The group gathered at Edgar Allan Poe’s grave in downtown Baltimore in late November: Weaver and a gang of poets that included David St. John, Clarinda Harriss, Andrei Codrescu, Dyane Fancey, Daniel Mark Epstein, Elizabeth Spires, and Joe Cardarelli.
The picture ran on the cover of the Sunday Sun magazine, a picture that for Weaver signified the true beginning of his literary career.
While still at Procter & Gamble he began freelancing for the Sunpapers, writing Op/Ed columns and feature stories for the next decade. His by-line appeared in the Baltimore City Paper, the Baltimore Afro-American, the Philadelphia Inquirer, the Boston Globe, and the Chicago Tribune.

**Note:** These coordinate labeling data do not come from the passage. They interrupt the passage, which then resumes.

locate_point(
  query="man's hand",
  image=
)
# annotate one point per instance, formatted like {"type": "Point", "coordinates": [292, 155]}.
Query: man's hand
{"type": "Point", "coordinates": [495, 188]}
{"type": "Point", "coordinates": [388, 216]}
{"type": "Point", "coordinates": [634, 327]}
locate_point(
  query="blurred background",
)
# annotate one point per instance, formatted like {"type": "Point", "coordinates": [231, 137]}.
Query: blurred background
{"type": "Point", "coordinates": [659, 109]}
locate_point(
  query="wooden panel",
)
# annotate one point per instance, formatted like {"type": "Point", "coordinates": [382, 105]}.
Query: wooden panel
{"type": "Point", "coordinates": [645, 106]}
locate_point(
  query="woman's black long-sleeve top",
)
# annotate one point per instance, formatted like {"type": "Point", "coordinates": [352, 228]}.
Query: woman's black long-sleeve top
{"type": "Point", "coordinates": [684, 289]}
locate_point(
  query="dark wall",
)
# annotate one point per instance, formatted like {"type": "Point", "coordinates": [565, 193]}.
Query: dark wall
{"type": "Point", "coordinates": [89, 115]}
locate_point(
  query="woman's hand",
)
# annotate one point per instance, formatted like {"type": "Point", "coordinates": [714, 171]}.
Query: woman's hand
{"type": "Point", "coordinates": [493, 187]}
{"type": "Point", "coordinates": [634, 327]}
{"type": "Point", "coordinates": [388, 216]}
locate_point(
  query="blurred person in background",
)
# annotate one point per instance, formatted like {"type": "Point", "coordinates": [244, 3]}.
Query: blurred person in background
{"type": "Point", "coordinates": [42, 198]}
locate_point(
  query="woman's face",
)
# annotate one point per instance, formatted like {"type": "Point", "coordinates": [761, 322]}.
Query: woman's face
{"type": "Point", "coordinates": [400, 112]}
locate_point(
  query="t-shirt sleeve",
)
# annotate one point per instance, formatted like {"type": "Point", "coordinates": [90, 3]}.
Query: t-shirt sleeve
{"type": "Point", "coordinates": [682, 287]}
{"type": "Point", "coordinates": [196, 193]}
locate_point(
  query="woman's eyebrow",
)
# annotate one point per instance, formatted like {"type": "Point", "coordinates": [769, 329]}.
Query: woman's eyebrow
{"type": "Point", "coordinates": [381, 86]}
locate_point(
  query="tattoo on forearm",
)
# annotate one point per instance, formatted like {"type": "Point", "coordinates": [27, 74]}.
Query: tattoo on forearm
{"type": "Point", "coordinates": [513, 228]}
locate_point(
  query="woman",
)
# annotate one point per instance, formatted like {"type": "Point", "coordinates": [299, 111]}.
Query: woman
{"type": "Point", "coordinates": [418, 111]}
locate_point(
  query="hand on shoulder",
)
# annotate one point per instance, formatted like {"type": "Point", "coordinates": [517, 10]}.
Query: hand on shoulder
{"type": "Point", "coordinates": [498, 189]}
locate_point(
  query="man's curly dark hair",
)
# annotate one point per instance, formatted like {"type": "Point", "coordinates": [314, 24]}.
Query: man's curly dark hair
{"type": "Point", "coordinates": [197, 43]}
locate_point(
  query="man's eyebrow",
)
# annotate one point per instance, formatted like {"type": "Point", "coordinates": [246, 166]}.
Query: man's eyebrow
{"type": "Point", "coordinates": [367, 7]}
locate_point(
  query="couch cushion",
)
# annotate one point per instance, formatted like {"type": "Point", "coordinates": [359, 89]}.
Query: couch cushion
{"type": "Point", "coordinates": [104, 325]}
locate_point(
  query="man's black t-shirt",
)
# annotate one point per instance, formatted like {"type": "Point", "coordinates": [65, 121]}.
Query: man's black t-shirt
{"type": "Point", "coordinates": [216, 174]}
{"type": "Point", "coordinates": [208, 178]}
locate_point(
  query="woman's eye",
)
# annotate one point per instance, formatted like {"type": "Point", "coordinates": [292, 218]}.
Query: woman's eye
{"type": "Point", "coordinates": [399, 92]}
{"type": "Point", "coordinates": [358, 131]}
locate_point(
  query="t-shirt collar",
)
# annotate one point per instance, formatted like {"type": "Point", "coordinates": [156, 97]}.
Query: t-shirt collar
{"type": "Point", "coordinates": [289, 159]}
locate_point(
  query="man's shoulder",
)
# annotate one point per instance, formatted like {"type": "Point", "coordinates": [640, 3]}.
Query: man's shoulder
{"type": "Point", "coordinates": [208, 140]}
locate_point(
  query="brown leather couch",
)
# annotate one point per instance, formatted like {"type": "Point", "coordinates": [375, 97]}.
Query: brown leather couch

In 1985, Weaver walked out of the factory for the last time. He left with a wealth of material, aNational Endowment for the Arts fellowship, and a published book of poetry called Water Song.
Older and wiser, he left home once again for school, this time Excelsior College in Albany, NY. There, he earned his BA in English and literature before heading to Brown University for his master’s of fine arts in creative writing, awarded in 1987.
After reading Achebe’s Things Fall Apart—and with the help of his friend and fellow playwright Tess Onwueme—Weaver chose the Nigerian name Afaa, meaning oracle, and jettisoned the name Schan. The renaming helped bring closure to his grief over his infant son’s death.
Weaver’s poetry collections include, My Father’s Geography (1992); Stations in a Dream (1993); Timber & Prayer (1995, Pulitzer finalist 1996); Talisman Tia Chucha (1998); Sandy Point (2000), The Ten Lights of God (2000); Multitudes (2000); and The Plum Flower Dance (2007).
Weaver now lives in Somerville, MA, and is a professor at Simmons College in Boston.
His papers are collected in the Howard Gotlieb Archival Research Center at Boston University.